I told her: “take this laptop and open FireFox. You notice the small “Z” icon in the lower right corner of the screen? This is Zotero; this software will save you much time to get the work done.” Naturally, she was dubious.
So I told her to go to Amazon.com, to get the ISBN of each book, to get to the Amazon web page of the book, and to click on the Zotero icon to save the information about the book. So, in 2 clicks, we were saving all the information describing each book: its title, its authors, its ISBN, its publisher, etc. It was taking about 30 seconds per book.
With that procedure, we archived all the information about the books in my library in about 5 hours.
Then I told me: fantastic, now I even have all this information in RDF, thanks to Zotero! I had to do something with that, so I put the Zotero RDF exportation file into a Virtuoso triple store. In less than a minute I had all the information about my books inside a triples store, ready to be queried with SPARQL.
Querying and browsing my book library
- There is the list of the books of my library and their authors. You will notice a “book_uri” and a “author_uri” column. By using these columns, you will be able to browse information about each book and about each author of the list. The only thing you have to do is clicking on the “link”, then a contextual window will appear and then you click on the “Explore” link. That way, you can browse information about each resource. If you want to come back to the previous window (results), you only have to click on the “small-left-array” in the top of the page.
- There is the list of books and their publisher.
- My library is composed of 115902 pages. This query is possible thanks to the aggregates capabilities of Virtuoso’s SPARQL parser.
Linking books authors’ quotes to each book of the library
Then I wanted to know what the authors that wrote the books in my library already said. So I took the QuotationsBook.com quotes database and I linked it to the information I have about my library.
It is why you can read some quotes of Nietzsche at that web page. (note that I created the totally random “foaf:quote” property to add the quotes into the Zotero’s author resource)
Getting more information about the authors
Then, I needed to get more information about the authors I read. To get that additional information, I linked the information I have about the authors in the library with the dbpedia (rdf version of wikipedia) database.
The result is quite impressive. Go to the books/authors page. Then, click on the Nietzsches’s URI (rdf:#$kajXe; it’s the first line in the result table). Then click on the “Explore” link once the contextual window appears. From there, you will see a “sameAs” property, so click on the http://dbpedia.org… link. Then click on the “Get Data Set (Dereference)” link once the contextual window appears. That is it; you get all the information, available on Wikipedia, related to this author in my library.
Then, I know that Nietzsche is born 1844 and died in 1900, etc. So now, I can browse this new and enhanced dataset to know facts about authors I read in the past.

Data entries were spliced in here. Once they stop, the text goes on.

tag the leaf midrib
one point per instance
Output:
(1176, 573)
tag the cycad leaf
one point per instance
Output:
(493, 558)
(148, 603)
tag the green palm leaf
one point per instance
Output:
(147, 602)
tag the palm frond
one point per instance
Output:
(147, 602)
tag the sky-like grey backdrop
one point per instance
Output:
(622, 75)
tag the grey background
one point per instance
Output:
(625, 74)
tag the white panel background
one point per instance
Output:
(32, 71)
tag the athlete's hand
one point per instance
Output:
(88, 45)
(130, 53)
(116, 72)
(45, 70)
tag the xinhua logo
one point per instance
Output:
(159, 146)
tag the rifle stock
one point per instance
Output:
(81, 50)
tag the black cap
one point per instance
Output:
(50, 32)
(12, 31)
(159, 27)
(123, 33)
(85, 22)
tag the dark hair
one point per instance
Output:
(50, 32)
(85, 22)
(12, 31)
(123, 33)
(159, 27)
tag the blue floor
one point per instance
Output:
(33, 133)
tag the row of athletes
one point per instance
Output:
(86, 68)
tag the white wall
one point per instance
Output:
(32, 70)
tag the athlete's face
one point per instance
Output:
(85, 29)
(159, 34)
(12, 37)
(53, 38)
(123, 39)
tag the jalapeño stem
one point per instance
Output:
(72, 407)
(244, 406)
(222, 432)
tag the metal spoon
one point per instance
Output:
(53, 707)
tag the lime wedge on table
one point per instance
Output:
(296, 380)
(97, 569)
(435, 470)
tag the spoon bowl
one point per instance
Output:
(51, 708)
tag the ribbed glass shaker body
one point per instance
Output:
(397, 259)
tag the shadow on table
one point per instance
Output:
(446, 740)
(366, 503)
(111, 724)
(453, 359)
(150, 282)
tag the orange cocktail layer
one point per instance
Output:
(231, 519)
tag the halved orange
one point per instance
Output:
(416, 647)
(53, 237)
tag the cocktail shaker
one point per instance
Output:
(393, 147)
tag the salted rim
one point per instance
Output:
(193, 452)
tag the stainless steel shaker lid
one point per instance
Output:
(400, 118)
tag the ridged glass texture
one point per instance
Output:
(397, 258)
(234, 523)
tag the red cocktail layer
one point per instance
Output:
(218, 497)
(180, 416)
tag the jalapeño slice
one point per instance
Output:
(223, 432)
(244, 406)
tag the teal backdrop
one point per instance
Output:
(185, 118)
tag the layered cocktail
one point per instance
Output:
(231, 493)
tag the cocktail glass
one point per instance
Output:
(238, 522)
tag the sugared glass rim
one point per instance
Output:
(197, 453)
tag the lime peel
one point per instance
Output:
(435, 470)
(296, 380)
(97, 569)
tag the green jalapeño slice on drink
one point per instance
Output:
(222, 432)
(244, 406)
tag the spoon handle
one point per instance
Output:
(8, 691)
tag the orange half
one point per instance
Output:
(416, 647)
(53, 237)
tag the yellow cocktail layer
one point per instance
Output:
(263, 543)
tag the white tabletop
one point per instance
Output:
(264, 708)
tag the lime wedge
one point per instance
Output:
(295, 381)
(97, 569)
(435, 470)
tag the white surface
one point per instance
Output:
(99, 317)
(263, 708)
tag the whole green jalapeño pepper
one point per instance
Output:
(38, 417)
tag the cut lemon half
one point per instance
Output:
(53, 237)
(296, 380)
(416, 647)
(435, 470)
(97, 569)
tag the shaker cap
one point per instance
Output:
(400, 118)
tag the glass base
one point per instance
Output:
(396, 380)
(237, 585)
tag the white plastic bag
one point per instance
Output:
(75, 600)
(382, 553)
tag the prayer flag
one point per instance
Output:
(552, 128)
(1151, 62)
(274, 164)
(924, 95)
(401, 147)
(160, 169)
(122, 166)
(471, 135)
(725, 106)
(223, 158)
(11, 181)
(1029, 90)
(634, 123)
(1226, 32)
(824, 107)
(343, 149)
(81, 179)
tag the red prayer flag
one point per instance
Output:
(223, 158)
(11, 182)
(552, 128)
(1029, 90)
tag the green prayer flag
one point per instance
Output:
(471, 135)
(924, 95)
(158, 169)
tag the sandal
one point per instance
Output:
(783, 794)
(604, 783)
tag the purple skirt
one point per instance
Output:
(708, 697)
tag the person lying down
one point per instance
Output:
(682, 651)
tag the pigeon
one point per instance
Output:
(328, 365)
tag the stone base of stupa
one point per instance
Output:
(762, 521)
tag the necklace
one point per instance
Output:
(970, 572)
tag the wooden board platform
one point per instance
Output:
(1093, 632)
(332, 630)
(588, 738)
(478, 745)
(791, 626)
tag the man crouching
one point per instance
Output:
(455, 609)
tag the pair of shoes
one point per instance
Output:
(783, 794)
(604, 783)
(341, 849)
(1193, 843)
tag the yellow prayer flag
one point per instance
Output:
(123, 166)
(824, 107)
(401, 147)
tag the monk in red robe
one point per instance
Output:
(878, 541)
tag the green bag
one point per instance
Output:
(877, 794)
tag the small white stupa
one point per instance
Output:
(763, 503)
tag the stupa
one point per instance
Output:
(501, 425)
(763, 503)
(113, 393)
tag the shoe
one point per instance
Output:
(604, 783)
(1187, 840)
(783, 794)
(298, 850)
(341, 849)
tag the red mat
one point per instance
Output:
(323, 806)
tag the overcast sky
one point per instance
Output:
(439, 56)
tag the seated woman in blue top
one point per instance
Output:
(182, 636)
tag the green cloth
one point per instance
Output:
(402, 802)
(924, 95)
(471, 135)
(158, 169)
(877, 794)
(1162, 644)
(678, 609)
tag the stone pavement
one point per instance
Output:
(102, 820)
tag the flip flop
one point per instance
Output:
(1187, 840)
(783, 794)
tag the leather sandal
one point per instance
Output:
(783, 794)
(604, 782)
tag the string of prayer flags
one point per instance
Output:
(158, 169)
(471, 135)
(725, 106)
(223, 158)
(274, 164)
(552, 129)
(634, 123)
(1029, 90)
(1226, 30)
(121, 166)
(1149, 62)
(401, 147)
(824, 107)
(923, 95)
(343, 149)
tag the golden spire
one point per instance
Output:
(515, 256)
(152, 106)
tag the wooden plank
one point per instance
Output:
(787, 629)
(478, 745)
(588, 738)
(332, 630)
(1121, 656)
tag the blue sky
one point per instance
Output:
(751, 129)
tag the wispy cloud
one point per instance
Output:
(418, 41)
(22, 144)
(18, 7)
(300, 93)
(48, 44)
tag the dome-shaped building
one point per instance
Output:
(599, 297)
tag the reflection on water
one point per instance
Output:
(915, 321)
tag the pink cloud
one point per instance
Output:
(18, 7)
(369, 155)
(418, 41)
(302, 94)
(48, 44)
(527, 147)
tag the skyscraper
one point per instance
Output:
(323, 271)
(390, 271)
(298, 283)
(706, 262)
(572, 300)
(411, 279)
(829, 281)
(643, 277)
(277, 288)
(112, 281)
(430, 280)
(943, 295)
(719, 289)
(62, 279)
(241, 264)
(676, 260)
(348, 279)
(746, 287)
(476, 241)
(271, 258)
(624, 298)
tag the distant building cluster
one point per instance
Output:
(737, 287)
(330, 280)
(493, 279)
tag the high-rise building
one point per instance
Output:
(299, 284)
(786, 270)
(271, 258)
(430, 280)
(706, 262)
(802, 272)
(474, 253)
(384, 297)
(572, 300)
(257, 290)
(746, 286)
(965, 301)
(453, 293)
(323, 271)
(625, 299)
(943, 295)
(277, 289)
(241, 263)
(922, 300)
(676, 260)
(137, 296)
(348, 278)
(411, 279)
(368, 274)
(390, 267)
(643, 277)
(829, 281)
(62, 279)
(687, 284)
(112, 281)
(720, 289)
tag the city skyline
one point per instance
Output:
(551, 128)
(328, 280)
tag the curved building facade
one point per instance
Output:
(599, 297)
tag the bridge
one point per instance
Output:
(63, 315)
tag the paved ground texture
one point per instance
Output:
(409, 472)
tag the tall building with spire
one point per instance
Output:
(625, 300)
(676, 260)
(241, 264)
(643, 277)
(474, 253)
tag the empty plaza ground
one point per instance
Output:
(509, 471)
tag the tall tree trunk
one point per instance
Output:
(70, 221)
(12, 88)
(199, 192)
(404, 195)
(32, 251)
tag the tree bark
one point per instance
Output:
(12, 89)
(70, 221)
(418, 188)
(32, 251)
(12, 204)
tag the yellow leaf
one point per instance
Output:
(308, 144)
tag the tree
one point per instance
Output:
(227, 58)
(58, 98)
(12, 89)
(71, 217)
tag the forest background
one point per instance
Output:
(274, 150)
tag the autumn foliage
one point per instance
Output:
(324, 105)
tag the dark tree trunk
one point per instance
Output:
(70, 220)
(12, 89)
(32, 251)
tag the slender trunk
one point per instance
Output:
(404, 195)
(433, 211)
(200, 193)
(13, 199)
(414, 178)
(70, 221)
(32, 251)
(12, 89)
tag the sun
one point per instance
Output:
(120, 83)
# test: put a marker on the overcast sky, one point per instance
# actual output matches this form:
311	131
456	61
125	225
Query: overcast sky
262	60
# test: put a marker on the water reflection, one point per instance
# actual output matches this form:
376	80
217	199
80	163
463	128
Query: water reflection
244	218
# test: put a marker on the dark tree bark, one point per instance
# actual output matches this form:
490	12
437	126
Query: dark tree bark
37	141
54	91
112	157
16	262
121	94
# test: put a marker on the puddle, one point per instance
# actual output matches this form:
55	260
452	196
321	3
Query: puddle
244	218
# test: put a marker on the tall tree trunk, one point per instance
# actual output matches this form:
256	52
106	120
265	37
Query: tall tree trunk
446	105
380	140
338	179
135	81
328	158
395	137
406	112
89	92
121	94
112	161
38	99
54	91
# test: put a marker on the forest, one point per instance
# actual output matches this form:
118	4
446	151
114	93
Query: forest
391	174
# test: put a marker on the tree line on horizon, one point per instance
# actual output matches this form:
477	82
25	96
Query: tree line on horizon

The idea here is to say that the author described by Zotero (in the exportation RDF file created by the software) is the same as the one in dbpedia. So, knowing that the entity defined in Zotero is the same as the one defined in dbpedia, tell us that the facts about the first and the later are true for both entities (because the reality is that both entities (different URIs) are the same).
From there, we can think about integrating the current data with any other type of datasets. One of them could be a geographical dataset such as Geonames.org.
In fact, we know that Nietzsche is death in the city of Weinar. So, if we link the goenames dataset with the dbpedia dataset (it is supposed to be done, but it seems that some things changed in the dbpedia dataset and that the links are no longer available; anyway, it can easily be done), we could have much more information about the place where Nietzsche is dead.
So, as you can see, in a couple of hours, I have been able to digitalize my library. Then, I have been able to get quotes by the author of each of my book. Then, I have also been able to get more information about each author I read.
This is really fantastic. That way, I only have to browse this new dataset to find new facts about authors and books that I didn’t know before, and that would have took me days to find (for my entire library). Thanks to the semantic web, everything has been possible in only a couple of hours.
We could push the experience even further and displaying on a map where the authors of my books are born. So, I could find where most of the authors I read in my life are born. Do I mostly read books wrote in Europe, United-States or Canada? Where a part of my knowledge came from? From where part of the World I have been influenced? Etc.